“Good Times, Bad Times in the Industry”
by Joseph Arellano
The New York Times created a dust-up recently by posting an article about the current glut of memoirs. The writer seemed to think that everyone and his dog and cat were writing their book of memories, and that there should be some type of pre-publication test of worthiness. Most did not meet his standards. Of course, that was but one person’s opinion, one which I happen not to share. If there’s one area in which the publishing industry seems to have shone brightly in 2010-2011, it’s in the publication of some fine memoirs.
Five memoirs are on my recommended list: The Memory Palace by Mira Bartok (nothing short of brilliant); The Foremost Good Fortune by Susan Conley (a cancer survivor); Between Me and the River by Carrie Host (another cancer survivor); No Place Like Home: A Memoir in 39 Apartments by Brooke Berman (about being nearly homeless in New York City); and Perfection by Julie Metz (sometimes frustrating but ultimately satisfying). It also appears that new and worthwhile releases are on the way, including The Long Goodbye by Meghan O’Rourke (about a daughter’s crushing grief following her mother’s death) and History of a Suicide by Jill Bialosky (an examination into the causes of a sister’s self-destruction).
But then there are a couple of negative trends that I will touch upon here. When it comes to popular fiction, tight editing seems to have been relegated to the sidelines. More and more I run across novels that seem to have no beginning; they meander on and ramble for dozens of seemingly unstructured pages. And some make things worse by incorporating non-chronological structures that veer back and forth between the present and past, past and present until it becomes dizzying. Every now and then I’m reminded of the frustrating quick-cut and overly trendy music videos of the 70s.
Are there no longer any editors who will tell a writer, “Look, you need to be very clear about the storyline at the start and quickly hook the reader. Confusion has its costs!” Who has the patience to read a hundred or two hundred pages just to figure out what story is being told? Sigh… Well, I guess some people do.
Then there’s the release of what I call the non-biographical biography. These are the ones that decide to be clever by telling us everything about the subject except precisely what it is they’re supposed to be known for!
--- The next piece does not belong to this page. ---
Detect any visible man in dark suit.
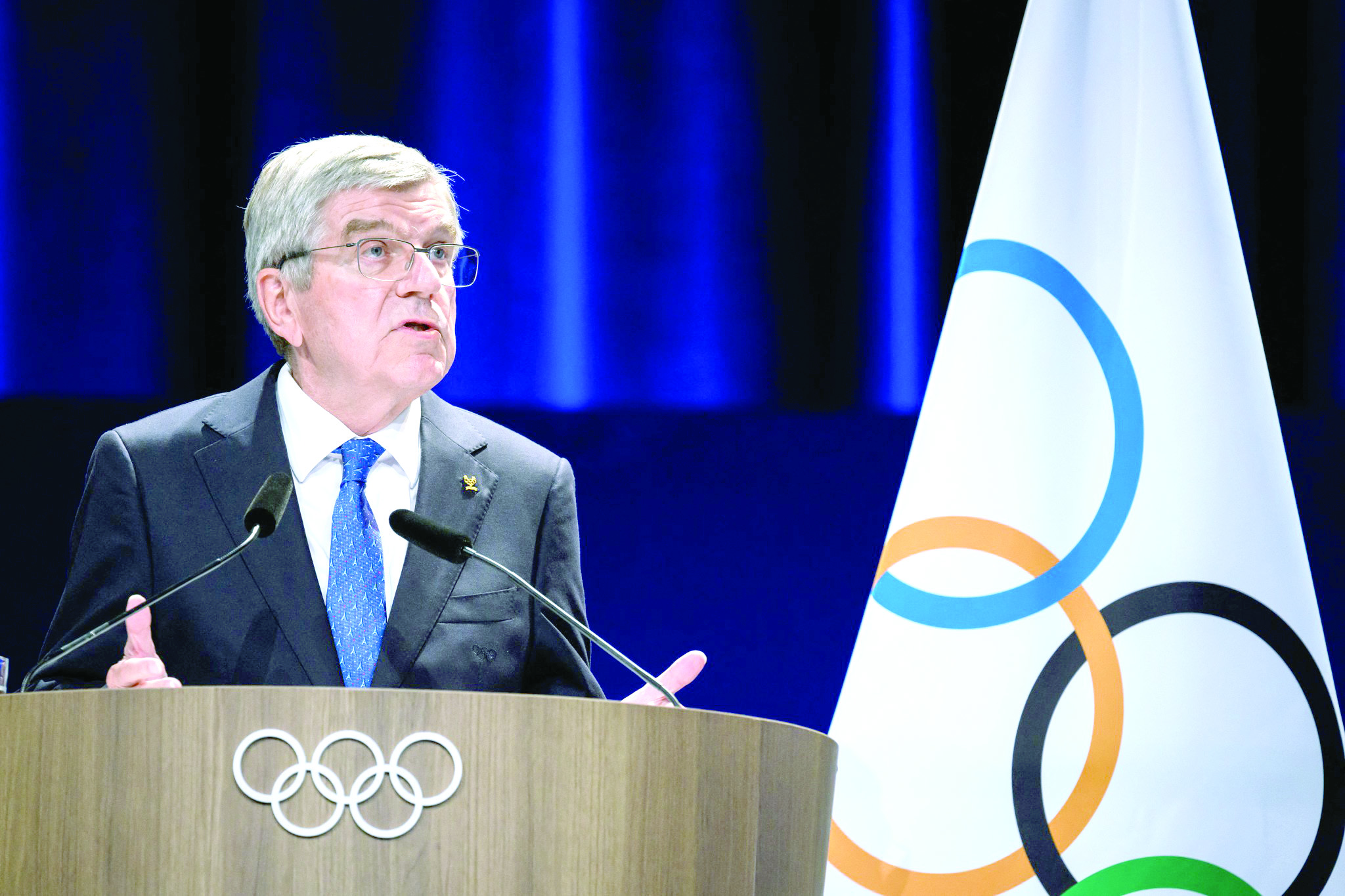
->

If the subject is an actor, then we’re told about his sex life, his animals, his apartments and homes, marriages and divorces, where he went on his vacations, what he liked to eat, and how much he tipped the servers. Yes, we come to learn about everything in his life except his acting and the films he made.
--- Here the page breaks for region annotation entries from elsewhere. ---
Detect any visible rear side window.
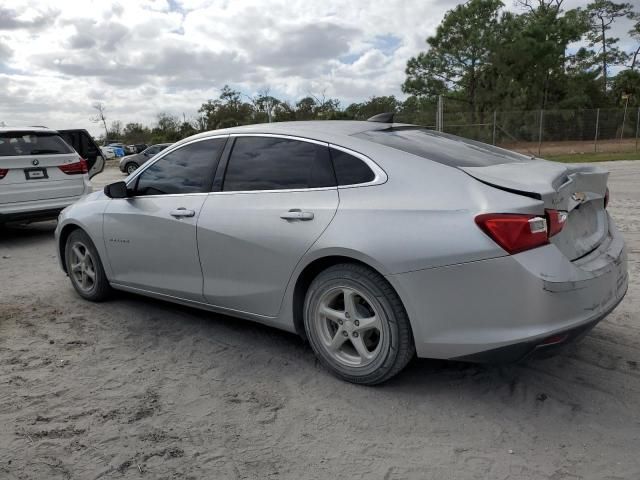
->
[136,138,227,195]
[331,148,376,185]
[354,128,529,167]
[0,132,73,157]
[223,137,336,192]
The same rule seems to apply to politicians – the cool author writing a bio of Ronald Reagan using this style would cover everything except Reagan’s acting career and his terms as governor of California and president of the U.S. If you prefer, substitute the name Robert F. (Bobby) Kennedy or Edward M. (Ted) Kennedy and the same strange rule will apply – there are sideways bios on them out there on the book store shelves. I won’t name names but they’re not that hard to find.
So, despite the view from Manhattan when it comes to memoirs the state of the publishing industry seems to be strong. When it comes to editing today’s novels, improvements may be in order. And when it comes to biographies, readers should hold out for the old-fashioned substantive kind, even if it requires a journey over to Powell’s Books to find a used one.
Joseph Arellano has a background in law and communications. He served as a government agency Public Information Officer, and has done pre-publication review and editing work for a publisher based in England. His book critiques have appeared in several publications including San Francisco Book Review. He and his wife live in Elk Grove, California.